You’ve done the hard part. You’ve got value defined in the eyes of the customer. You’ve created a product that creates more value than alternatives in the market. It’s time to generate demand and prepare to secure orders at value-based pricing. It’s time to market your value proposition.
The four things you need to know about marketing your product’s value proposition are:
- Value-based strategy guides value-based marketing.
- It is a commercial conversation.
- It is not selling.
- It requires substantiating your value throughout the sales cycle.
1. The Value-Based Strategy Definition Provides the Framework for Marketing Value
Value-based strategy for capital equipment is a business strategy that deliberately creates more economic value for the target customer than alternative offerings. And then extracts fair, profitable compensation for that value.
Four critical elements of this definition guide value-based marketing:
- …economic value
- …more value…than alternatives
- …fair, profitable compensation
Your marketing is going to be deliberate. You’re not going to make it up on the fly. You’re not going to rely on lofty, hollow platitudes. You’re not going to leave the sales force to fend for themselves. Instead, you’re going to equip the sales force to substantiate your value proposition during the sales cycle and win orders at the prices you deserve.

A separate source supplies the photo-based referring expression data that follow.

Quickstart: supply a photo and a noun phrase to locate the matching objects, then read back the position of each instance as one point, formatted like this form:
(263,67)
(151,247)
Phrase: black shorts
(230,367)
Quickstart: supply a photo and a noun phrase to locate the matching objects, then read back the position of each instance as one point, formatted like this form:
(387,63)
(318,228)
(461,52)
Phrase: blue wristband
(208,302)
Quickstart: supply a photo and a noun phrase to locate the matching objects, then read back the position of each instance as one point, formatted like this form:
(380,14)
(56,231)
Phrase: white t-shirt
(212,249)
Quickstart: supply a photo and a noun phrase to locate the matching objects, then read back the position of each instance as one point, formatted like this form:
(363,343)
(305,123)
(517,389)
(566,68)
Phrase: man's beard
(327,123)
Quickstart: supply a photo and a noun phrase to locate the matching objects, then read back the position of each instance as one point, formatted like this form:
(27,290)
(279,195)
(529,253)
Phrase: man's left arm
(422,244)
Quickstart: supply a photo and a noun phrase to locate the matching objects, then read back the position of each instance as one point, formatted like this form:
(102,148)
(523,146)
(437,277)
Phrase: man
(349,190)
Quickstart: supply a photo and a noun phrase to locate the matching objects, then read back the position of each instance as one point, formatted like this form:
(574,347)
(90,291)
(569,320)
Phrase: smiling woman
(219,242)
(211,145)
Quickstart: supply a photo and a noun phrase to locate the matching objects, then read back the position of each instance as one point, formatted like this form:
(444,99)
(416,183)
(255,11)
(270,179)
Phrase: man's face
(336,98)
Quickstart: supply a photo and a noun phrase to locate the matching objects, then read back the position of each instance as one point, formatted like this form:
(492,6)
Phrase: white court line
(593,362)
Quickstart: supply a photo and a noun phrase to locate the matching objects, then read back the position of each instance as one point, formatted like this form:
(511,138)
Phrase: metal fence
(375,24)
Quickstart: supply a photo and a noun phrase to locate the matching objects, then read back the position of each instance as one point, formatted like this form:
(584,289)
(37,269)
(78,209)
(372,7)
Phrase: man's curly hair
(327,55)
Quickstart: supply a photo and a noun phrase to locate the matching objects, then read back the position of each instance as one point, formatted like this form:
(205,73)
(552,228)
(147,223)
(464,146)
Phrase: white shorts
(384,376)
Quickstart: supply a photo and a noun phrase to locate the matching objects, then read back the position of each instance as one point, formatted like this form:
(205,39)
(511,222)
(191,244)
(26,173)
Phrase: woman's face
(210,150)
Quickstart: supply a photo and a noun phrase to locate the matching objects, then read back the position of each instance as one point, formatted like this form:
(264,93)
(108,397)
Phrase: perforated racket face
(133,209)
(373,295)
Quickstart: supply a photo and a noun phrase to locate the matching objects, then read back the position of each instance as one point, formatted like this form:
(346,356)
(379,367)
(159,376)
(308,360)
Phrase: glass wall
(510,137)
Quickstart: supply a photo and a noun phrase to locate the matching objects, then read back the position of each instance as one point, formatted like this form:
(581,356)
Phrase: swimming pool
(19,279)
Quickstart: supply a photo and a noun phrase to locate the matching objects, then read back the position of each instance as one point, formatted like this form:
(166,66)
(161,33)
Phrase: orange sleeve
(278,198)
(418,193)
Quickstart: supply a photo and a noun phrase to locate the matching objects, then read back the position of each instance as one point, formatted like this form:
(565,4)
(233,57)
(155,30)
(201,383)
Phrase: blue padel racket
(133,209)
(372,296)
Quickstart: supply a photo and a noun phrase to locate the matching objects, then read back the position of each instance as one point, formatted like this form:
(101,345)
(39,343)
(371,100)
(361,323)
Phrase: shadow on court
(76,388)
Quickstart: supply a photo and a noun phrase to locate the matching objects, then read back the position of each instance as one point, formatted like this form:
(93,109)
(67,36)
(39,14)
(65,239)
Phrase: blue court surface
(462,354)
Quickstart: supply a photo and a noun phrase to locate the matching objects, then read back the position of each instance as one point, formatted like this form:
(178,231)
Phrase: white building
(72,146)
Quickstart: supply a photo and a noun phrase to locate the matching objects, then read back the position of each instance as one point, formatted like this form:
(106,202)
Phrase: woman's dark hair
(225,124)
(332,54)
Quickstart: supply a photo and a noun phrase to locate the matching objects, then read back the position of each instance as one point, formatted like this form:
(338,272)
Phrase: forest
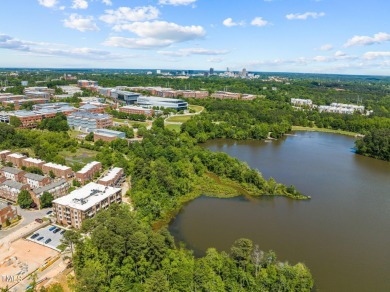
(121,253)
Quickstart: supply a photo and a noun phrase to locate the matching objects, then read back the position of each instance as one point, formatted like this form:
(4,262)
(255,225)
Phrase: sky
(308,36)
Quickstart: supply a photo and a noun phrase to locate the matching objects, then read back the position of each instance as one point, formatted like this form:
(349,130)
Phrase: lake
(342,234)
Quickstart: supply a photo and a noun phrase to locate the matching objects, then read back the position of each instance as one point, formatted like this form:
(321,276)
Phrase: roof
(87,196)
(88,106)
(13,184)
(111,174)
(88,167)
(57,166)
(34,176)
(12,170)
(34,160)
(48,187)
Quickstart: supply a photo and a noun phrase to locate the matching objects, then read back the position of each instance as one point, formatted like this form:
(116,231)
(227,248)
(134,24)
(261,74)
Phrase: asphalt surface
(27,217)
(45,234)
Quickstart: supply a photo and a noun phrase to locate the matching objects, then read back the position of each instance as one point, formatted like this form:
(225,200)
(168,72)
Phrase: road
(27,217)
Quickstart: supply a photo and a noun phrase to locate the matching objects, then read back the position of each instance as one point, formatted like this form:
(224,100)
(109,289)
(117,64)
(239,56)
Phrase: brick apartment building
(84,203)
(35,180)
(137,110)
(58,170)
(7,213)
(114,177)
(10,190)
(12,173)
(33,162)
(88,171)
(16,159)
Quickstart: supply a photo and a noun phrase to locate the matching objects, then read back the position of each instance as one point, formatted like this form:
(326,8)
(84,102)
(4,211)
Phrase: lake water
(342,234)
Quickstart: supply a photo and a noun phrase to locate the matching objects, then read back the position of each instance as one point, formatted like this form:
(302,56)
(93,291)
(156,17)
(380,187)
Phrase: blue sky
(312,36)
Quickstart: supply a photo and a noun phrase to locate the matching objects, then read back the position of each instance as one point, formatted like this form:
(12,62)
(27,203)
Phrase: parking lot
(46,233)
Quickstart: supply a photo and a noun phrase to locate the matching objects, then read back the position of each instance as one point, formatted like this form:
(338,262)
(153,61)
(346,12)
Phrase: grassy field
(82,156)
(196,108)
(179,119)
(173,127)
(315,129)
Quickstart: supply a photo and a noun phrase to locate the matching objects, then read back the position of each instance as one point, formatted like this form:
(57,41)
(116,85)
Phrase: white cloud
(376,55)
(215,60)
(259,21)
(193,51)
(47,49)
(163,30)
(326,47)
(304,16)
(127,14)
(81,23)
(48,3)
(80,4)
(176,2)
(229,22)
(378,38)
(107,2)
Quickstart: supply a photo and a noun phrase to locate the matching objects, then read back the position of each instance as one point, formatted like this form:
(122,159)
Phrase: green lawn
(196,108)
(179,119)
(173,127)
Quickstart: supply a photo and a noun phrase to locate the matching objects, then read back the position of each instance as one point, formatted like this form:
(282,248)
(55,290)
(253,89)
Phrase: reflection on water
(342,233)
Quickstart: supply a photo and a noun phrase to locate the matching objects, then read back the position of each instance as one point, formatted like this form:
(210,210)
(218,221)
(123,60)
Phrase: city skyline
(312,36)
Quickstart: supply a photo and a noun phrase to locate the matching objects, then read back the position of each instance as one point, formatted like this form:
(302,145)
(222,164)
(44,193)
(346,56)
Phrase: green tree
(15,122)
(24,199)
(46,200)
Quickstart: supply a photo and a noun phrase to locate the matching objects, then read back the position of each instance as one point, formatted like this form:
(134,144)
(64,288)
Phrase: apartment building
(113,178)
(89,122)
(16,159)
(12,173)
(137,110)
(107,135)
(88,171)
(35,180)
(10,190)
(84,203)
(33,162)
(7,213)
(59,170)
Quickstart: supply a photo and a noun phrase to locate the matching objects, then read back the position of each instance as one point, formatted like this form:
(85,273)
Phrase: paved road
(27,218)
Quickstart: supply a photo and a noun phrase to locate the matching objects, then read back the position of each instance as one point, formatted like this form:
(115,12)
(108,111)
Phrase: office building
(160,102)
(84,203)
(137,110)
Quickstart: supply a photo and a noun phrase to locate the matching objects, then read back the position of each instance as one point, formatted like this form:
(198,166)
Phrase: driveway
(27,217)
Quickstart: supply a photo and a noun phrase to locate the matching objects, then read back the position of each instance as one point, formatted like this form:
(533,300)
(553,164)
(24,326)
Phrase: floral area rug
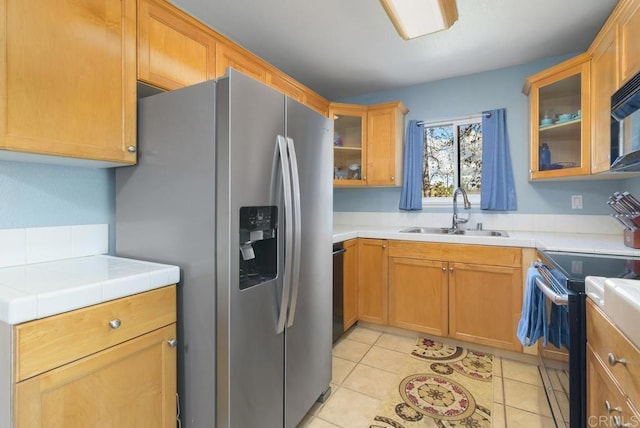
(440,386)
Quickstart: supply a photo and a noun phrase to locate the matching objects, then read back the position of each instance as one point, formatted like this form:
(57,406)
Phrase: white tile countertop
(574,242)
(45,271)
(39,290)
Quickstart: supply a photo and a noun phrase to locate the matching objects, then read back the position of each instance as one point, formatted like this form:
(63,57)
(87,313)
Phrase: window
(452,158)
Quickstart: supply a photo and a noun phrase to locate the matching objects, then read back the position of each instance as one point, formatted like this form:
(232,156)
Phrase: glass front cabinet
(349,139)
(559,120)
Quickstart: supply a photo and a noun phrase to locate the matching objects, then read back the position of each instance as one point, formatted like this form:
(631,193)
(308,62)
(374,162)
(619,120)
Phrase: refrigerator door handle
(288,223)
(297,234)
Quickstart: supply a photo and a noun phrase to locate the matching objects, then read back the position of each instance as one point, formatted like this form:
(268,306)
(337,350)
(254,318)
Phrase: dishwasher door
(338,299)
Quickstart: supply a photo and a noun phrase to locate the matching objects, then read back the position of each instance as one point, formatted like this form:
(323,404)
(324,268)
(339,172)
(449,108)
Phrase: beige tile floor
(365,363)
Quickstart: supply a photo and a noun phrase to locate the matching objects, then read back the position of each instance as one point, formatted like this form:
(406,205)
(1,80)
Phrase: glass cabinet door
(559,115)
(349,151)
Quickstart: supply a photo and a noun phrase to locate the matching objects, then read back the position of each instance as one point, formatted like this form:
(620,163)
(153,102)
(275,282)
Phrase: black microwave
(625,127)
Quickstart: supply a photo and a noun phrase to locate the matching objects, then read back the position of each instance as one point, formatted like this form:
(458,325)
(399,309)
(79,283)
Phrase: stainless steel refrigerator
(233,184)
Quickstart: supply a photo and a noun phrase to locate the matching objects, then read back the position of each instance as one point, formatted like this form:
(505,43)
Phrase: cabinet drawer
(607,404)
(463,253)
(604,338)
(47,343)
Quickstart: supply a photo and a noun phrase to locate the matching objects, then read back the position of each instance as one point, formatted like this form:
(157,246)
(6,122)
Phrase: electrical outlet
(576,202)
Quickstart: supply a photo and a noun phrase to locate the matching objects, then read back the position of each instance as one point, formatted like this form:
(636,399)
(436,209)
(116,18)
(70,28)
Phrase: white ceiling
(343,48)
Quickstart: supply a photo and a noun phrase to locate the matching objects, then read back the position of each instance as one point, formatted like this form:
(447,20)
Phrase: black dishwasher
(338,264)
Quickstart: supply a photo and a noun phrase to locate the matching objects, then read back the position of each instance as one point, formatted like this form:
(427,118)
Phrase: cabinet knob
(609,409)
(617,422)
(613,360)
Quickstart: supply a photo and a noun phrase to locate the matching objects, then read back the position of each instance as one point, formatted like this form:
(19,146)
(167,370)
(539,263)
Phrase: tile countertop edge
(133,277)
(573,242)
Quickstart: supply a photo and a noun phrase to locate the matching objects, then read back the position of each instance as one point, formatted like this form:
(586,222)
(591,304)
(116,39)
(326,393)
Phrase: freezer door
(250,368)
(309,335)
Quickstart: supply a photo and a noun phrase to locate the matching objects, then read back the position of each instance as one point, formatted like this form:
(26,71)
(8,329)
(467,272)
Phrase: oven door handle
(557,299)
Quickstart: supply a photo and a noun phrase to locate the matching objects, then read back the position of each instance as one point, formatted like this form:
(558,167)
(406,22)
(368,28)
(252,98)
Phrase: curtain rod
(456,119)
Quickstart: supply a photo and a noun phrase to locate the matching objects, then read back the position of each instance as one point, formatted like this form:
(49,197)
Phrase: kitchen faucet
(456,221)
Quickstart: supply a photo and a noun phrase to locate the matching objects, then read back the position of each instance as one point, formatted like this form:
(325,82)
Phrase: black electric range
(570,269)
(564,274)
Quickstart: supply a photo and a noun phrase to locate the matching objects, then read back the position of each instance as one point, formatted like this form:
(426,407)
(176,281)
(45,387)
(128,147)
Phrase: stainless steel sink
(449,231)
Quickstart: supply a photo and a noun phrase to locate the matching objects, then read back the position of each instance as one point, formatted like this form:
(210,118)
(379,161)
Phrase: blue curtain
(411,194)
(498,192)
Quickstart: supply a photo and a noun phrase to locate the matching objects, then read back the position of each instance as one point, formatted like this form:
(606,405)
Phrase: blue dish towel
(559,326)
(533,321)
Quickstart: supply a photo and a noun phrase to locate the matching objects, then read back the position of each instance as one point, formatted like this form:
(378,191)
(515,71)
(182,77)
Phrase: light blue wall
(36,195)
(468,95)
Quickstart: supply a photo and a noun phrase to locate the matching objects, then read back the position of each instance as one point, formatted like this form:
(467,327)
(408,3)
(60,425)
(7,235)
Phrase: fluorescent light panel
(415,18)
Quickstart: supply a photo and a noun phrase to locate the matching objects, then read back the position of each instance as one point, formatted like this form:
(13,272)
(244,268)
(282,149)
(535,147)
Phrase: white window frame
(474,199)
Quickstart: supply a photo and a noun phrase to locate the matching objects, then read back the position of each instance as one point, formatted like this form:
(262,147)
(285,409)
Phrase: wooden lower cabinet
(122,375)
(418,295)
(467,292)
(485,304)
(607,405)
(372,281)
(350,284)
(129,385)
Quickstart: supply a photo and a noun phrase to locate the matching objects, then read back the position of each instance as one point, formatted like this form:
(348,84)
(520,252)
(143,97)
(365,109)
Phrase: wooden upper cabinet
(385,132)
(286,85)
(228,55)
(316,102)
(629,40)
(349,144)
(604,81)
(67,80)
(177,50)
(560,94)
(368,144)
(174,49)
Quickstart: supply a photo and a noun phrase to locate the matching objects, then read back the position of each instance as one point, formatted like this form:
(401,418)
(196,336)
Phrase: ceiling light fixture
(415,18)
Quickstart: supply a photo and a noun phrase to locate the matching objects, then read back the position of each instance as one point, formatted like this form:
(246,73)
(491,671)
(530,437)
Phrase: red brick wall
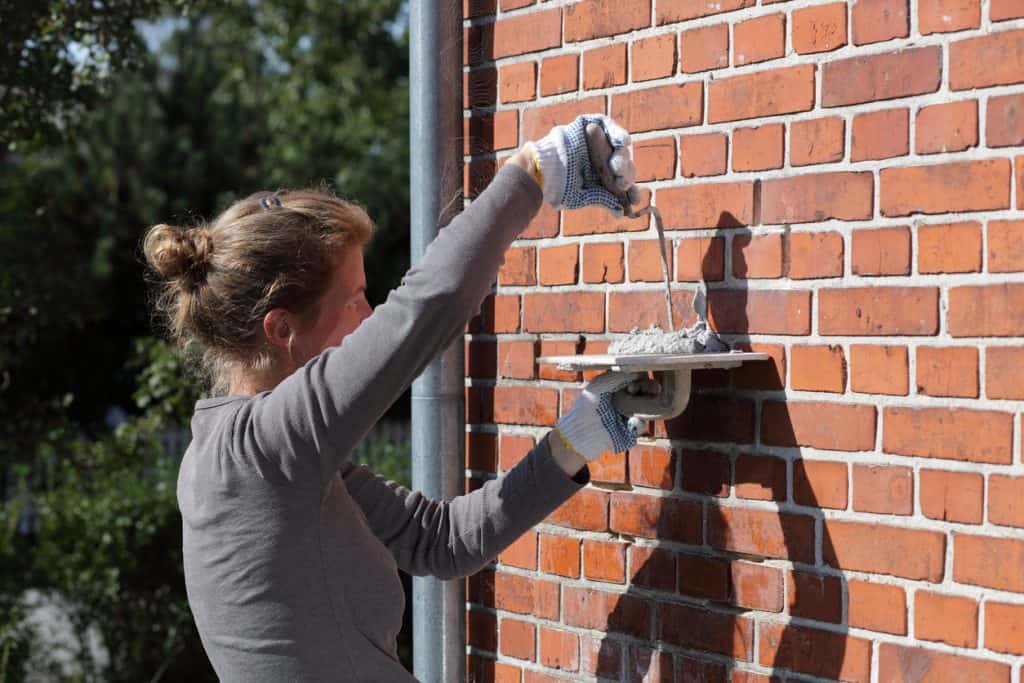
(849,177)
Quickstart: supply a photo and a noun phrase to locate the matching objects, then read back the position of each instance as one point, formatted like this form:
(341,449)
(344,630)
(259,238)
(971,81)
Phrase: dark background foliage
(118,115)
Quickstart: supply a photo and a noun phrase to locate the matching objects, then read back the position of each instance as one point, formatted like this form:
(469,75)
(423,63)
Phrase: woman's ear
(278,329)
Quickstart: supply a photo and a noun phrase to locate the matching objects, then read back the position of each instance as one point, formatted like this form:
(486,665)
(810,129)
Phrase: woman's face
(342,308)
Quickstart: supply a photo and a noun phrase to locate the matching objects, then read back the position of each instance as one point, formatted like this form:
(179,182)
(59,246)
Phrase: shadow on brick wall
(730,577)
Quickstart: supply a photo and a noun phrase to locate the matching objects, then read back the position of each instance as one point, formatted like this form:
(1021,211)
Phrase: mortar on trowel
(671,355)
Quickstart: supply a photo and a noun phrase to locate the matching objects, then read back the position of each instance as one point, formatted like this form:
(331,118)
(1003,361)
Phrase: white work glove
(593,425)
(569,178)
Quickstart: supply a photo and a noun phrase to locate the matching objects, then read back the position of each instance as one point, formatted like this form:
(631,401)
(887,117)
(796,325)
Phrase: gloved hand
(593,425)
(569,178)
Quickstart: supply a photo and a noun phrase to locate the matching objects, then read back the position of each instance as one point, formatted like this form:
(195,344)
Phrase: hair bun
(177,254)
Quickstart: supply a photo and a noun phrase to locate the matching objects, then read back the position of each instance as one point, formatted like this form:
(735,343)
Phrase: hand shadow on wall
(730,573)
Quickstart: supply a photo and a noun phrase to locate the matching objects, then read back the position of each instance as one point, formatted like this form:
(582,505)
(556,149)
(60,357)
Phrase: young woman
(291,550)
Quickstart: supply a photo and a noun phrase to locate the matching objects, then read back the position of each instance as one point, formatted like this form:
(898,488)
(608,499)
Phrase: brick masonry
(849,179)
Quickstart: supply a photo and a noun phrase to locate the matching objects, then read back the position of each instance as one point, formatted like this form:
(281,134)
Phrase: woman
(291,550)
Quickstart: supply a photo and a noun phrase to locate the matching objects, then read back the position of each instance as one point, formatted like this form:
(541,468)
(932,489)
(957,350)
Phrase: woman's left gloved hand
(569,178)
(593,425)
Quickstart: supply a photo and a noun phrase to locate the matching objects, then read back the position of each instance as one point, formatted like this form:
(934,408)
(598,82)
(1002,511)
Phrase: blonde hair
(217,281)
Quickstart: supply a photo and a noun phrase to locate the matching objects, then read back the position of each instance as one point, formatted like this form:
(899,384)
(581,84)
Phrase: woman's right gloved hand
(568,177)
(593,425)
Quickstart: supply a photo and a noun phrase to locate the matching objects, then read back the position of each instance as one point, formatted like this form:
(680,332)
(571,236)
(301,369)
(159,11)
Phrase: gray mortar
(698,339)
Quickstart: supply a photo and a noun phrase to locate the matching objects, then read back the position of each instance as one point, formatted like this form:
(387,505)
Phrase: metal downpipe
(438,404)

The economic value that your product creates for your target customer will headline your marketing messages. It’s the cornerstone of your entire marketing strategy. Every sales tool, press release, product demonstration, advertisement, and promotion will be designed to support your economic value proposition.
You won’t be vague on value. You’ll express it in financial terms, and you’ll be clear about the competitive advantages that enable your unique value.
You’ll take on the competition. Your product creates more value for the customer than alternatives. Therefore, you will have to talk about those alternatives. You’ll make direct comparisons between your product’s and the competitions’ ability to create customer value.
You’ll deal with price. The price you seek is fair, profitable compensation for the value that your product creates for the customer. That price needs to be defined, communicated, and defended.
2. It’s a Commercial Conversation
If your customers only buy from you to make a profit, it follows then that marketing value must take the form of a commercial conversation. You have to link the problem that your product solves for your target customer to the financial benefit that they can expect. That conversation follows this flow:
- We understand your problem
- We have a unique solution
- It will produce a superior financial result for you (the customer)
The above is very different from a product features and benefits discussion. Your customer’s business and problems are center stage. Their financials and your product’s price will have starring roles. It happens at all levels of your market messaging. It doesn’t matter if it’s a:
- Press release
- Introductory presentation
- Product demonstration
- Web page
- Conference paper
- Or detailed response to a prospect’s inquiry
Everything is a commercial conversation.
3. It’s Not Selling
Value-based marketing and value-based selling are not the same things. Marketing is preparing to win orders. Selling is winning orders.
- Defines the target customer and product.
- Creates value propositions for target market segments.
- Generates market awareness of your product’s value proposition and competitive advantage.
- Develops capability to substantiate your value proposition, competitive advantage, and price during a sales cycle.
- Qualifies individual prospects.
- Tailors your value proposition and competitive advantage to individual prospect’s needs and circumstances.
- Executes the sales cycle to win orders at target prices.
Both processes are required to succeed in a value-based strategy. However, you must make the distinction between the two.
Parachuting marketing guys in to make a sales presentation to a prospect is not marketing value. It’s just marketing guys selling. If your marketing guys constantly find themselves in the selling role, it’s a pretty good indicator that the marketing work hasn’t been done.
4. It’s Substantiating Value Throughout the Sales Cycle
If you want prices that reflect your value, you will have to ensure that customers can confirm your value before purchasing. You need to draw prospects into your sales funnel based on your concept of value. Then you need to substantiate that value through every step of the sales cycle.
The marketing team needs to:
- Develop and communicate the value proposition and rationale for buying
- Equip the salesforce with tools that support your value and can be customized to individual customer circumstances.
- Ensure that if a customer requires you to demonstrate your product’s value before purchasing that you never fail.
- Develop product positioning skills in the sales team so that they can sell value with confidence and secure value-based pricing.